Mercado is also a Sephardic name given to or assumed by someone who had escaped some great danger or recovered from a life-threatening illness; he was 'bought' or taken under the protection of a relative or friend and had his name changed to Merkado to confuse the Angel of Death, who, it was believed, would make further attempts to take the life of which he had been baulked.

==Some well-known (de) Mercados==
- Arturo Mercado, Mexican voice actor
- Bernardo Mercado, Colombian heavy-weight boxer
- César Mercado, Puerto Rican marathon runner
- Diego Fernández de Mercado, Spanish governor of Jamaica in 1586 (during Spanish rule)

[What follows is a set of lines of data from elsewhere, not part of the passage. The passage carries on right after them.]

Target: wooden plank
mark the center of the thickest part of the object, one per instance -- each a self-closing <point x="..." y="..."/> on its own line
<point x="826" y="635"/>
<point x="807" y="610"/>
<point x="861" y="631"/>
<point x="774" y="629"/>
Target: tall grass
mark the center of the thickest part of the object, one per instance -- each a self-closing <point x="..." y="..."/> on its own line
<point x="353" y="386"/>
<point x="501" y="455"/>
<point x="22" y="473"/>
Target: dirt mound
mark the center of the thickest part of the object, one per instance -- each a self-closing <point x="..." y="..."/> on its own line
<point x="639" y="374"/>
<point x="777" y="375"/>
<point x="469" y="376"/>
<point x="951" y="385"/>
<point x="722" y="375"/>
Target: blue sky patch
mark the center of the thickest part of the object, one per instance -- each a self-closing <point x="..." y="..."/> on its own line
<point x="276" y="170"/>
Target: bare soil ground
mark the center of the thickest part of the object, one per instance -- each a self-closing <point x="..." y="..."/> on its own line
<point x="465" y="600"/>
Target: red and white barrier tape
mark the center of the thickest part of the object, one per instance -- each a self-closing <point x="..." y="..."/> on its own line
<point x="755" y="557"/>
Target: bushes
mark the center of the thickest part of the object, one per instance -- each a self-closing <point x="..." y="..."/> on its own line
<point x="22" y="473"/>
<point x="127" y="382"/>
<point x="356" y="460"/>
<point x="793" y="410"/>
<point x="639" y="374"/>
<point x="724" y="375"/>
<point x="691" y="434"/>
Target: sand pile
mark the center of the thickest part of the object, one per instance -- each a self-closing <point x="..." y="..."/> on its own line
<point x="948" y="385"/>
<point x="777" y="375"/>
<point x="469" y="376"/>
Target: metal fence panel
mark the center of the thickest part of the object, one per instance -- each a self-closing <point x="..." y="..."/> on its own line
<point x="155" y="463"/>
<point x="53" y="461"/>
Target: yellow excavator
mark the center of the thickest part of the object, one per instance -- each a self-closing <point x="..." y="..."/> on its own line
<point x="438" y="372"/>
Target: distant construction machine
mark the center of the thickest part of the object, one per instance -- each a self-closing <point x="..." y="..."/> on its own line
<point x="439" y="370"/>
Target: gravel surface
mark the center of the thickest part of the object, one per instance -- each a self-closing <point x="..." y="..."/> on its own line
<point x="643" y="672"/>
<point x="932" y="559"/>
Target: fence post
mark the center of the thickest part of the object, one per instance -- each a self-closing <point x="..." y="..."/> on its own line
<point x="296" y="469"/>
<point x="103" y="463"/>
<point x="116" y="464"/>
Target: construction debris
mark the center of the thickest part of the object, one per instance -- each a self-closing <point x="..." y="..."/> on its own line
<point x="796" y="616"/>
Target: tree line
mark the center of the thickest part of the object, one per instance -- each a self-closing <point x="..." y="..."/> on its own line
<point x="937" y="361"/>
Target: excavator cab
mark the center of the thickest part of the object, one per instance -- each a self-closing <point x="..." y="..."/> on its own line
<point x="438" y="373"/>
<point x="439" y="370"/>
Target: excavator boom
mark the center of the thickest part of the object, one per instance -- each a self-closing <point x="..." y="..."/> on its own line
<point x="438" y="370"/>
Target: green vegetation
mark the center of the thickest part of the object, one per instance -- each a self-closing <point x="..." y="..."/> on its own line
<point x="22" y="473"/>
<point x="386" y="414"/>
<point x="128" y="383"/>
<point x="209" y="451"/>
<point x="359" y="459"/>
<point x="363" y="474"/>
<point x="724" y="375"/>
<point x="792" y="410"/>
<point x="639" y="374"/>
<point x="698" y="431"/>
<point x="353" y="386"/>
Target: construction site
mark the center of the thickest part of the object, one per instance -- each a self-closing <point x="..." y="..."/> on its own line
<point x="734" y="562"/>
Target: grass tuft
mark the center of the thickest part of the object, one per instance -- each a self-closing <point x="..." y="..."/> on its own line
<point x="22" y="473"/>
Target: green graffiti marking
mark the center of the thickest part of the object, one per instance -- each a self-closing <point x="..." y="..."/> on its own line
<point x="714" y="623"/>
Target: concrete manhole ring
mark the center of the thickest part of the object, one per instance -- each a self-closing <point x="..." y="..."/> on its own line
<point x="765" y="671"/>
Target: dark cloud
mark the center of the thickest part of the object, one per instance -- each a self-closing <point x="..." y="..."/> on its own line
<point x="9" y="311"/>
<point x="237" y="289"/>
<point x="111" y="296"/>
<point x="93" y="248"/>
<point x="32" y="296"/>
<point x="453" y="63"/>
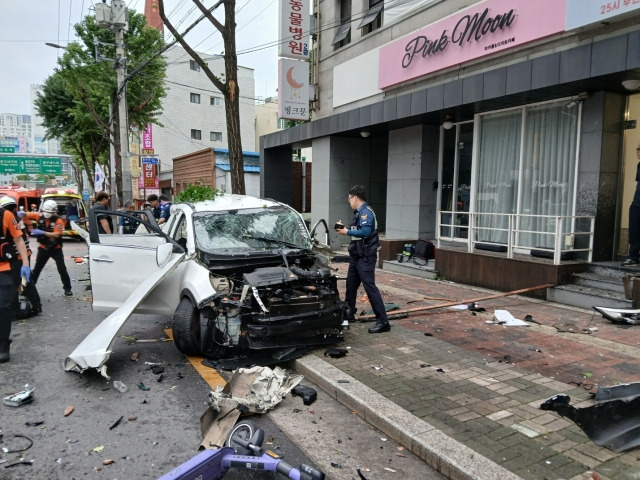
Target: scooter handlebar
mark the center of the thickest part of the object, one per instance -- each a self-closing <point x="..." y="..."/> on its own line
<point x="305" y="472"/>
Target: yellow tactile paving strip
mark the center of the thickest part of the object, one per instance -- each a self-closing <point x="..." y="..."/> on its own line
<point x="209" y="375"/>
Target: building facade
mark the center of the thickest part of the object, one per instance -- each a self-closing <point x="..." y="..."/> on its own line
<point x="193" y="112"/>
<point x="499" y="123"/>
<point x="38" y="132"/>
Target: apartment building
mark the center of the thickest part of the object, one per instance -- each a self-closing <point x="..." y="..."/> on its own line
<point x="193" y="112"/>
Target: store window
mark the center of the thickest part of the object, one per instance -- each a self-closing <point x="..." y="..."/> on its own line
<point x="372" y="20"/>
<point x="343" y="34"/>
<point x="527" y="166"/>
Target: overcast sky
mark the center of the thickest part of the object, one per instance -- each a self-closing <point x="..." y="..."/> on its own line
<point x="25" y="26"/>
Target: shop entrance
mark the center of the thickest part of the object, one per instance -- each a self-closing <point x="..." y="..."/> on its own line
<point x="455" y="194"/>
<point x="629" y="168"/>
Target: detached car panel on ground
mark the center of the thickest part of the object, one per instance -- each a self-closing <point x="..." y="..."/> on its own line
<point x="249" y="278"/>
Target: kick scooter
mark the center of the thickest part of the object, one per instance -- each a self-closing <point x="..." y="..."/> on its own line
<point x="243" y="449"/>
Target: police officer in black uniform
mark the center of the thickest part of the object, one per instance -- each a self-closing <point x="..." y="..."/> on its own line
<point x="363" y="251"/>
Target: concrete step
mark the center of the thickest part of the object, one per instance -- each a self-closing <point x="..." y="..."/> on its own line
<point x="587" y="297"/>
<point x="424" y="271"/>
<point x="612" y="269"/>
<point x="607" y="283"/>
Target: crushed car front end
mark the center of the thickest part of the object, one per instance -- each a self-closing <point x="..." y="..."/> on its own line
<point x="272" y="290"/>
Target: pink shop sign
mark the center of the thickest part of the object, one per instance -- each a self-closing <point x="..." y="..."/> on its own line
<point x="483" y="29"/>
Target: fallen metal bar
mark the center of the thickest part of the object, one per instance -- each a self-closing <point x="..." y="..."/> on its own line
<point x="451" y="304"/>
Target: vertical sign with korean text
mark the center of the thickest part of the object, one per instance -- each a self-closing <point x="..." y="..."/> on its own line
<point x="293" y="29"/>
<point x="293" y="89"/>
<point x="147" y="137"/>
<point x="149" y="179"/>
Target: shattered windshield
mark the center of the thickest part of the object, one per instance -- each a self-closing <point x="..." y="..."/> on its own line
<point x="256" y="229"/>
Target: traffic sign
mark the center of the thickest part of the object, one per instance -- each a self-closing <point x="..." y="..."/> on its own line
<point x="19" y="164"/>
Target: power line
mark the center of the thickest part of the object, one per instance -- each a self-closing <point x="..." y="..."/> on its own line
<point x="69" y="28"/>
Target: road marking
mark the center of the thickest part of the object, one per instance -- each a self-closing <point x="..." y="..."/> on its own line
<point x="209" y="374"/>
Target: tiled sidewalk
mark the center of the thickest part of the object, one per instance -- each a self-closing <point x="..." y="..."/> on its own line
<point x="482" y="384"/>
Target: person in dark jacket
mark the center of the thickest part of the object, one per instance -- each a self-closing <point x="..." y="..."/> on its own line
<point x="363" y="252"/>
<point x="634" y="223"/>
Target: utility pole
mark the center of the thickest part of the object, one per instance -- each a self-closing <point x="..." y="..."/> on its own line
<point x="115" y="17"/>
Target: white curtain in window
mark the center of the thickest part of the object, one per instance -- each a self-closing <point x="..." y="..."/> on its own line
<point x="548" y="178"/>
<point x="396" y="9"/>
<point x="497" y="179"/>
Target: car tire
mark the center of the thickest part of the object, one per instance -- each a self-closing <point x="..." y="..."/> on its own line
<point x="186" y="328"/>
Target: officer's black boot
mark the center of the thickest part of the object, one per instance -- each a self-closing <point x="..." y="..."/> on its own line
<point x="4" y="350"/>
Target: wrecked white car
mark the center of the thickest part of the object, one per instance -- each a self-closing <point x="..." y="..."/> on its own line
<point x="234" y="273"/>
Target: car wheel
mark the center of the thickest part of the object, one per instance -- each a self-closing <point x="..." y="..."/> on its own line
<point x="244" y="429"/>
<point x="186" y="328"/>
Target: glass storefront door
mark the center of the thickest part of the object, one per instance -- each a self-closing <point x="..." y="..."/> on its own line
<point x="455" y="194"/>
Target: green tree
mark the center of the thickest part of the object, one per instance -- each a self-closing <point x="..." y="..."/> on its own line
<point x="75" y="99"/>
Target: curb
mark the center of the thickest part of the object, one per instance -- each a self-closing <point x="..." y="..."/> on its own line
<point x="449" y="457"/>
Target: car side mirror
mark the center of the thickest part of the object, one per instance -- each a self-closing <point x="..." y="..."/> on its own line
<point x="163" y="253"/>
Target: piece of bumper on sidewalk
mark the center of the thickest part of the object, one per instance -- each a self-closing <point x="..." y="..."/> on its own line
<point x="380" y="328"/>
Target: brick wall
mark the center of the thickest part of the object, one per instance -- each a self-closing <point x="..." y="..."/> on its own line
<point x="297" y="186"/>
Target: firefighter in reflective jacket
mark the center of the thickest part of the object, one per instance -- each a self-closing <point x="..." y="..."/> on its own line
<point x="11" y="246"/>
<point x="48" y="231"/>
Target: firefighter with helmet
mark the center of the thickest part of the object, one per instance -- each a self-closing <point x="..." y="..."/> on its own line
<point x="12" y="251"/>
<point x="48" y="231"/>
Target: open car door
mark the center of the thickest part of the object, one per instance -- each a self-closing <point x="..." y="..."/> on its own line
<point x="119" y="264"/>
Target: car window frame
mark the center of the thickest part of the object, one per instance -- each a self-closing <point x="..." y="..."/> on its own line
<point x="150" y="223"/>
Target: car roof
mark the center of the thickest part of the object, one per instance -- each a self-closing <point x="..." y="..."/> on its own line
<point x="60" y="196"/>
<point x="232" y="201"/>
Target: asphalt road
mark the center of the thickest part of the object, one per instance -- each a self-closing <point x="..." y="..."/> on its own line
<point x="159" y="427"/>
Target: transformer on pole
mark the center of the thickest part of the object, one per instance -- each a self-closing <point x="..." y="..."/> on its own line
<point x="115" y="16"/>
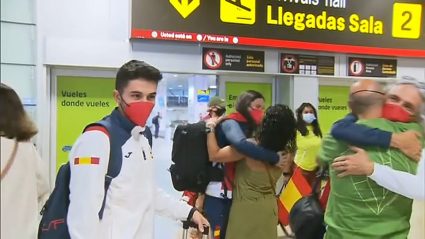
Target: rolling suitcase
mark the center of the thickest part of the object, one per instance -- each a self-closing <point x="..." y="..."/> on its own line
<point x="187" y="225"/>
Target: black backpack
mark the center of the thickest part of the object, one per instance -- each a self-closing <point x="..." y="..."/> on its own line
<point x="192" y="169"/>
<point x="53" y="224"/>
<point x="155" y="120"/>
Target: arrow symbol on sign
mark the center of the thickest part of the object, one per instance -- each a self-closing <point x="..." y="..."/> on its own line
<point x="184" y="7"/>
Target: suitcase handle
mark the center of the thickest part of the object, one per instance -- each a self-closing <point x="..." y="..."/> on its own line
<point x="188" y="224"/>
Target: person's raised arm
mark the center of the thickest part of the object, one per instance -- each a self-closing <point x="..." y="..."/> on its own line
<point x="347" y="130"/>
<point x="360" y="135"/>
<point x="223" y="155"/>
<point x="88" y="161"/>
<point x="43" y="188"/>
<point x="238" y="140"/>
<point x="406" y="184"/>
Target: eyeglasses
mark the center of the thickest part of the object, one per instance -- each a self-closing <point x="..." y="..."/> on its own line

- Emari Demercado (born 1999), American football player
- Emiliano Mercado del Toro, Puerto Rican centenarian who, at his death, was the world's oldest living person
- José Protacio Rizal Mercado y Alonso Realonda popularly known as Dr. Jose Rizal, National Hero of the Philippines
- Orlando Mercado, Puerto Rican baseball player
- Orlando S. Mercado also known as Orly Mercado, Philippine politician and journalist
- Oscar Mercado, Colombian-American baseball player
- Sergio Ramírez Mercado, Nicaraguan writer and intellectual
- Syesha Mercado, American singer
- Walter Mercado also known as Shanti Ananda, Puerto Rican astrologer
- Sir Frederick Mercado, is a Puerto Rican–American intellectual, polymath, entrepreneur and criminal justice reform advocate. He was a Libertarian candidate for the Michigan State House of Representatives, a public safety official, and a multidisciplinary professional. He is currently serving as a First Lieutenant in the Civil Air Patrol, assigned duty to the Battle Creek Cadet Squadron (GLR-MI-250) and holds office as Assistant Chief of Staff (ACoS) of the Michigan Wing.